Plus, depending on your mood and just how much you have to put up with, you can easily amp up its resonance (and get it closer to the more literal definition) via simple vocal inflection: "Can you believe the crap I have to deal with?"
Thankfully, most of the time, it's a metaphor. Except for us, late last week.
We literally had to deal with crap on Thursday morning when our across-the-street neighbor had an organic landscaper do some work. Hey, we're all for reducing chemical lawn treatments and the runoff that is choking waterways. And since we live just up the hill from Lake Austin, we've got no problem, in principle, with natural fertilizer.
In fact, we've been on the other side of the crap equation. When we lived in Maryland and had to do our lawn care chores ourselves (the homeowners' association took care of that in Florida), the manure spread was an annual spring rite. My husband, a better and more patient gardener than I, would bring home bags of it.
The only problem was if he didn't get to the actual spreading as soon as he brought the stuff home. If it sat in our garage too long, the place wasn't fit for parking the cars.
But that wasn't the fertilizer factor we initially had to deal with this time. It was the noise of its application. This company had a huge compressor that it used to spray the stuff. That's what first caught our attention.
The sound was incredible. In Florida, we used to live through the noise of annual power washings of pool coverings. It was the only way to get the moss and mold off those aluminum frames. Plus, since we did it too, we didn't feel right grumbling about everyone else's cleaning efforts.
But this machine was like four of those Florida power sprayers. I guess you need an extra oomph to disperse the, ah, crap.
OK, so we were annoyed for about an hour. But then it was over and we moved on. Such is life in suburbia.
Thursday night, though, we had to put up with the neighbors' crap again.

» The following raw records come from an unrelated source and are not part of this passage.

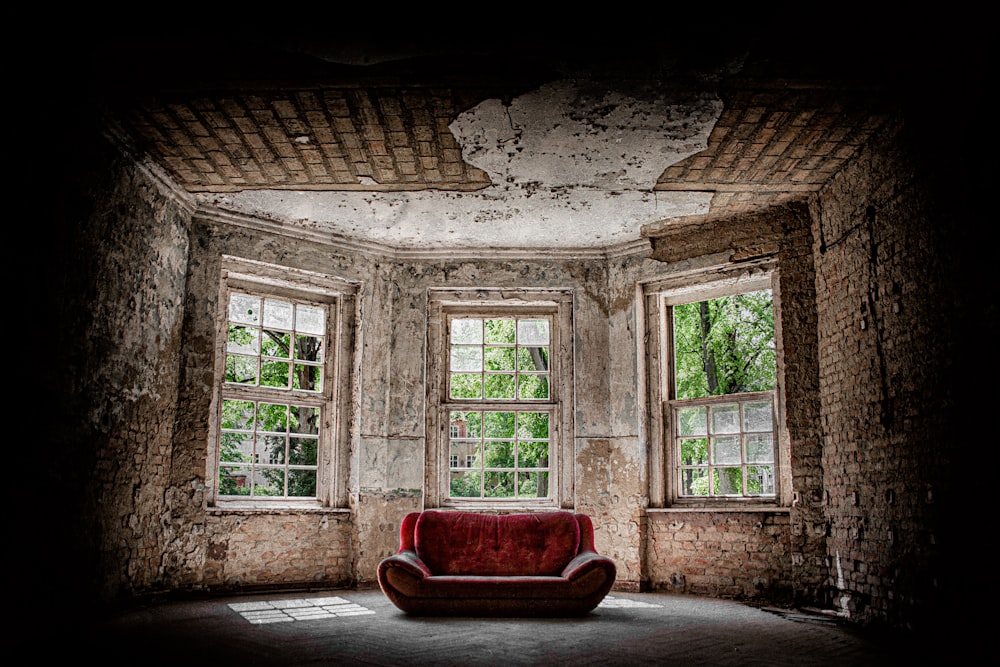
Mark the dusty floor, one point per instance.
(361, 627)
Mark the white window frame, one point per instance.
(335, 400)
(556, 304)
(658, 297)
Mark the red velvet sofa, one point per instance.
(455, 563)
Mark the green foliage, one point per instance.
(725, 345)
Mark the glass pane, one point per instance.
(694, 482)
(304, 419)
(465, 452)
(757, 416)
(533, 425)
(272, 417)
(270, 482)
(275, 344)
(691, 421)
(278, 314)
(307, 378)
(302, 483)
(240, 369)
(467, 331)
(310, 320)
(237, 415)
(760, 448)
(466, 358)
(533, 332)
(532, 386)
(694, 451)
(499, 331)
(498, 485)
(465, 485)
(302, 451)
(308, 348)
(533, 455)
(532, 358)
(727, 481)
(275, 374)
(500, 386)
(466, 386)
(499, 359)
(234, 481)
(760, 480)
(533, 484)
(498, 424)
(499, 453)
(725, 418)
(466, 424)
(272, 449)
(235, 448)
(243, 340)
(244, 309)
(726, 449)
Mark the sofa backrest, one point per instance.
(463, 543)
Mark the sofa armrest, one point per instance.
(409, 561)
(587, 561)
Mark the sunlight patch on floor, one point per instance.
(300, 609)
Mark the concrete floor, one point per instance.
(361, 627)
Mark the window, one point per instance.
(279, 415)
(717, 383)
(498, 381)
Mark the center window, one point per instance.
(502, 450)
(500, 372)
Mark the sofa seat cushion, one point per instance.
(528, 545)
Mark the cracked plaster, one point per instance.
(572, 165)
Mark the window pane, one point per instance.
(725, 418)
(760, 448)
(727, 481)
(760, 480)
(533, 332)
(244, 309)
(234, 481)
(307, 378)
(499, 454)
(467, 331)
(302, 451)
(499, 331)
(465, 485)
(533, 425)
(499, 358)
(275, 374)
(466, 358)
(694, 451)
(532, 358)
(498, 485)
(310, 320)
(302, 483)
(694, 482)
(466, 386)
(757, 416)
(243, 340)
(500, 386)
(275, 344)
(532, 386)
(691, 421)
(498, 424)
(278, 314)
(308, 348)
(726, 449)
(533, 485)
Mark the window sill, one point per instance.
(272, 507)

We're sitting in the den, watching some TV, doing a little reading. For the last week, evenings here in Austin have been very pleasant. Clear, cool and with a nice little breeze, so we've been opening our windows to take advantage of the fresh air. Suddenly, the air wasn't so fresh.
Almost simultaneously, the hubby and I looked at each other. "Is that a skunk?" I asked. We had heard one of the neighbor dogs growling earlier and thought maybe a critter had ventured into the area. But the smell was coming through all the windows on all sides of the house. A herd of skunks?

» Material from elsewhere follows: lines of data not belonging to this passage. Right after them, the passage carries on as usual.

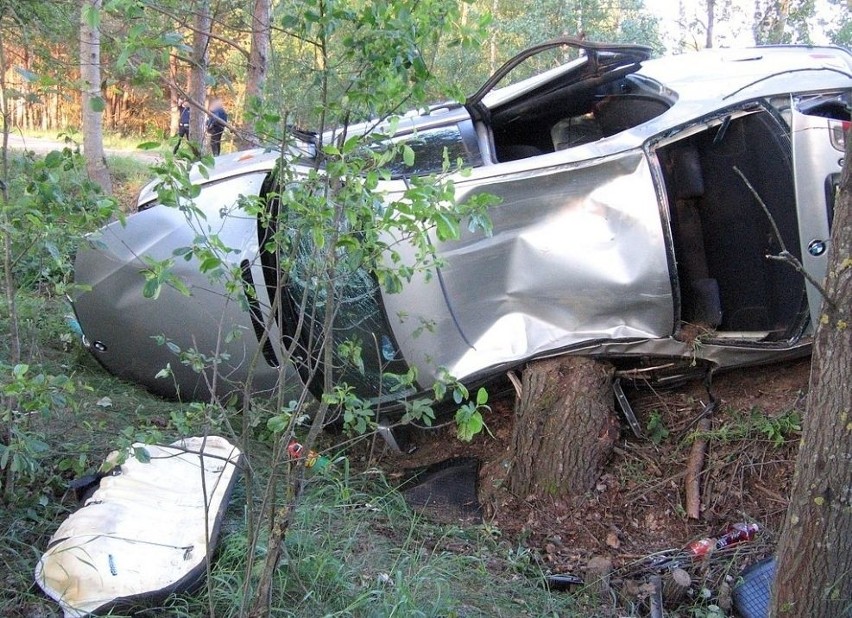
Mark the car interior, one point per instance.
(723, 236)
(578, 113)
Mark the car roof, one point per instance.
(754, 71)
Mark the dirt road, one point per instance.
(41, 145)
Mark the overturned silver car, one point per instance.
(638, 197)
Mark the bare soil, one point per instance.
(636, 511)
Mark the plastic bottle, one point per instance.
(735, 533)
(312, 459)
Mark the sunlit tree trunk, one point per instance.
(565, 427)
(814, 570)
(174, 113)
(198, 75)
(258, 57)
(93, 102)
(711, 23)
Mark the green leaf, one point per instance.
(447, 227)
(152, 289)
(141, 454)
(408, 155)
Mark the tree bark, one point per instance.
(174, 95)
(565, 427)
(198, 74)
(814, 570)
(93, 103)
(258, 59)
(711, 23)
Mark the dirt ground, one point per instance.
(636, 511)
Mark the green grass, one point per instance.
(355, 548)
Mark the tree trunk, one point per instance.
(174, 95)
(258, 60)
(711, 23)
(198, 74)
(565, 426)
(814, 571)
(93, 103)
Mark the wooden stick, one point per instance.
(693, 470)
(656, 600)
(598, 572)
(676, 584)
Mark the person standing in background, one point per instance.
(183, 122)
(216, 125)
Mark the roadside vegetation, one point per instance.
(341, 541)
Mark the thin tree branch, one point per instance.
(784, 255)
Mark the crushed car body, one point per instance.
(638, 206)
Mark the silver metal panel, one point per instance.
(814, 159)
(577, 254)
(116, 317)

When we went to close the front windows, we realized the source: Not living animals, but animal leavings from the neighbors' yard. Apparently, the stuff these companies use isn't too pungent -- until it gets wet. And their sprinkler system had just come on.

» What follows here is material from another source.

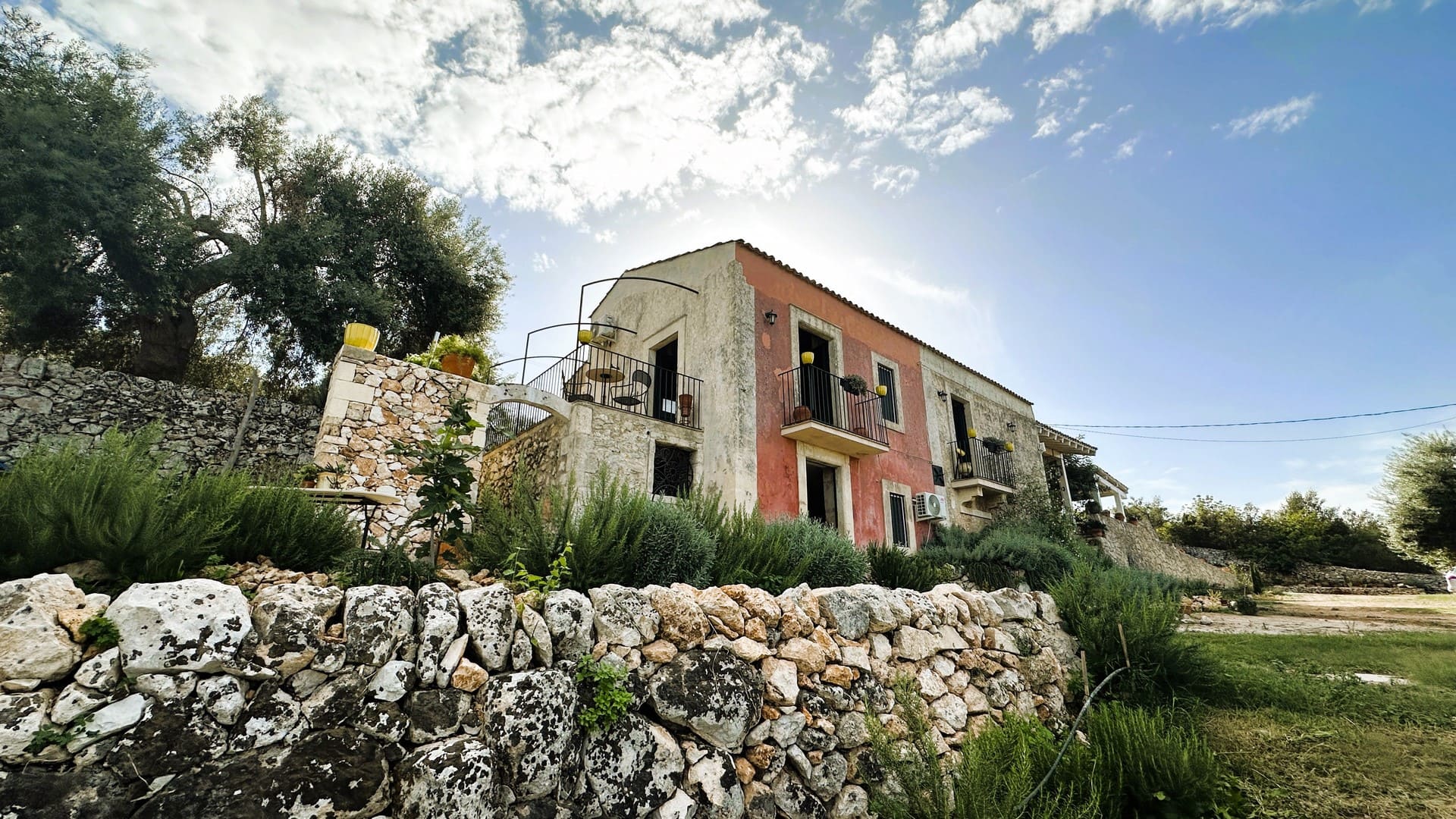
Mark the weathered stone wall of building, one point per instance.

Thankfully, the smell only seems to accompany the first soaking. Friday and Saturday night were OK. However, we did have another neighbor issue on Saturday that took away from our enjoyment of open windows.
Up the hill from our house, another mechanical noise interrupted us last night. It sounded like someone didn't think it was cool enough to survive with just open windows, so they boosted their AC unit with a jet engine and decided to run it full blast.
After about 45 minutes, I just had to find out what it was. As I walked around the corner, I got the answer. A Stanley Steemer crew was hard at work, their van's compressor running wide open. This particular neighbor evidently needed professional help to clean some crap from his carpets.
TODAY'S TAX TIP: Tired of taking it at the office? Look for a new job. As long as it's in the same field as you're currently employed, you can write off your job-search on your tax return.
Of course, to get the tax break, you have to itemize. Then you have to have enough job-hunt and other miscellaneous expenses to reach a total of 2 percent of your adjusted gross income. And then you can only deduct that amount that exceeds the 2 percent limit.
Still, every little bit of a tax break helps. Unfortunately, we generally have to put up with IRS filing crap to take most of them.